Merawat dan Meruwat "Sejarah" ala Semarang

Menjadi tanah kerendahan

Menjadi matahari tak sanggup
Menjadi bulan terlalu redup

Gedung-gedung ditinggikan
Akal sehat dihancurkan
(Sebagian lirik lagu “Bingung” milik Iksan Skuter)

Jika Thomas Dye (1981) merumuskan kebijakan publik adalah apapun pilihan pemerintah untuk melakukan atau tidak melakukan, justru seorang Hendrar Prihadi, Walikota Semarang, Jawa Tengah, memilih langkah semenjana untuk memantik langkah besar.

Kehadiran Museum Kota Lama yang baru diresmikan beberapa waktu yang lalu, semakin melengkapi upaya revitalisasi bangunan dan gedung “jadoel” di Kawasan Kota Lama Semarang. Museum pertama di Tanah Air yang menggunakan teknologi digital imersif 3D, membuat pengunjung museum seolah-olah berada di pusaran sejarah masa lalu Semarang. Begitu hidup dan nyata sehingga kunjungan ke museum tidak sekedar ritual yang membosankan.

Tidak itu saja, kehadiran Museum Kota Lama menjadi pelengkap penataan Kawasan Kota Lama sebagai cultural tourism integrated area yang menjadi khas dan ikonik. Betapa tidak, romantisme sejarah tidak lagi berkutat pada dokumentasi visual dan naratif belaka tetapi eksistensi artefak lama tetap terawat dan teruwat.

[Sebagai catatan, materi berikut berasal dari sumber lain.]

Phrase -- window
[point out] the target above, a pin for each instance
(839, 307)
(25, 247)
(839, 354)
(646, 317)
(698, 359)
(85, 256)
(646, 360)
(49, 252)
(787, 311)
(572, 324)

Mengunjungi Museum Kota Lama begitu memadukan edukasi sejarah dan kebutuhan eksistensi narsisme milenial melalui penyediaan spot-spot foto yang instagramable. Kunjungan museum tidak lagi memjemukan tetapi membuat pengunjung mendapat paparan pengetahuan lewat sajian yang menarik.

Jejak lama jalur trem di Semarang ditampilkan museum dengan mengajak pengunjung untuk menikmati perjalanan virtual di atas gerbong kereta lama. Demikian juga situs stasiun era penjajahan Belanda juga menjadi alas pandang yang berada di bawah jejak kaki para pengunjung. Tidak terasa dengan mengunjungi Museum Kota Lama Semarang, membuat kita mendapat asupan kilas sejarah masa lalu dari sebuah kota di Tanah Air.

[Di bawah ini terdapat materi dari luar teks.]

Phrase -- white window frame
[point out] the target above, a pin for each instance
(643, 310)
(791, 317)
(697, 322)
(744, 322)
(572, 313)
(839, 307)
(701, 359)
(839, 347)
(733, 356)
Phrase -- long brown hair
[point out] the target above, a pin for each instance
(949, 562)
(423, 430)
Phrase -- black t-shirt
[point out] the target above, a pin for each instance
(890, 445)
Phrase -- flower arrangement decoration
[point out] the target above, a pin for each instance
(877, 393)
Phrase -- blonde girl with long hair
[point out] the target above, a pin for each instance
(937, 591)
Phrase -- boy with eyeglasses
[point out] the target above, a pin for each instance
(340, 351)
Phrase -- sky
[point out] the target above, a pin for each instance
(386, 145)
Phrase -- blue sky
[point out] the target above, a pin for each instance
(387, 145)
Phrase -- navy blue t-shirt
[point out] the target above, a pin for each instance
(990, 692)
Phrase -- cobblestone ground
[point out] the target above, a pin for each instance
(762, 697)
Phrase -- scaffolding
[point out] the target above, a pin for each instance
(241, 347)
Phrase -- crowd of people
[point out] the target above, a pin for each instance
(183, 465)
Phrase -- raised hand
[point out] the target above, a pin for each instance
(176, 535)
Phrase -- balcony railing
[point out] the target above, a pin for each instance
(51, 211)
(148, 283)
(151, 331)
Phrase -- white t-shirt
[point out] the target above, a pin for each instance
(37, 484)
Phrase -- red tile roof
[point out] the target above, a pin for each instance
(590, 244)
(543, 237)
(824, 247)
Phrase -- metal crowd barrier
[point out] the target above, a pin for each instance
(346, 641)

Kawasan Kota Lama Semarang atau yang sering dijuluki Outstadt atau Little Netherland mencakup setiap area gedung-gedung yang dibangun sejak zaman Belanda. Seiring berjalannya waktu, istilah Kota Lama sendiri terpusat untuk daerah dari sungai Mberok hingga menuju daerah Terboyo.

Secara umum karakter bangunan di Kota Lama mengikuti bangunan-bangunan di Benua Eropa di sekitar era tahun 1700-an. Hal ini terlihat dari detail bangunan yang khas dan ornamen-ornamen yang identik dengan gaya Eropa. Mulai dari ukuran pintu dan jendela yang luar biasa besar, penggunaan kaca-kaca patri berwarna, bentuk atap yang unik hingga ruang bunker bawah tanah.

Setop penghancuran, hargai sejarah

Pembongkaran rumah radio perjuangan bersejarah milik Bung Tomo di Jalan Mawar Nomor 10 Surabaya, Jawa Timur oleh pemilik baru beberapa tahun lalu, menjadi “penanda” bahwa wajah modernisasi sebuah kota begitu mengabaikan nilai-nilai sejarah.

Demikian juga kendornya pengawasan kawasan heritage di Koridor Ijen, Malang, Jawa Timur menjadikan modus pembongkaran bangunan cagar budaya untuk didirikan bangunan baru menjadi marak terjadi. Penjualan rumah oldies di Jalan Buring Nomor 46 seperti halnya dengan rumah jadoel di Jalan Ijen 45 Malang, semoga tidak mengubah bangunan asli.

Saya yang pernah bermalam selama beberapa hari di Buring, begitu menikmati aroma sejarah Malang tempo dulu. Sayang jika nantinya dibongkar karena alasan tidak cocok dengan feng shui.

Tidak hanya Surabaya dan Malang, pecinta sejarah perkotaan dan wilayah pernah terhenyak dengan pembongkaran rumah asri peninggalan kolonial di Jalan Cik Ditiro 62, Menteng, Jakarta. Pemilik lama yang merasa tidak mampu membayar Pajak Bumi dan Bangunan (PBB) sebesar Rp 16 juta pertahun, terpaksa menjualnya ke pihak lain.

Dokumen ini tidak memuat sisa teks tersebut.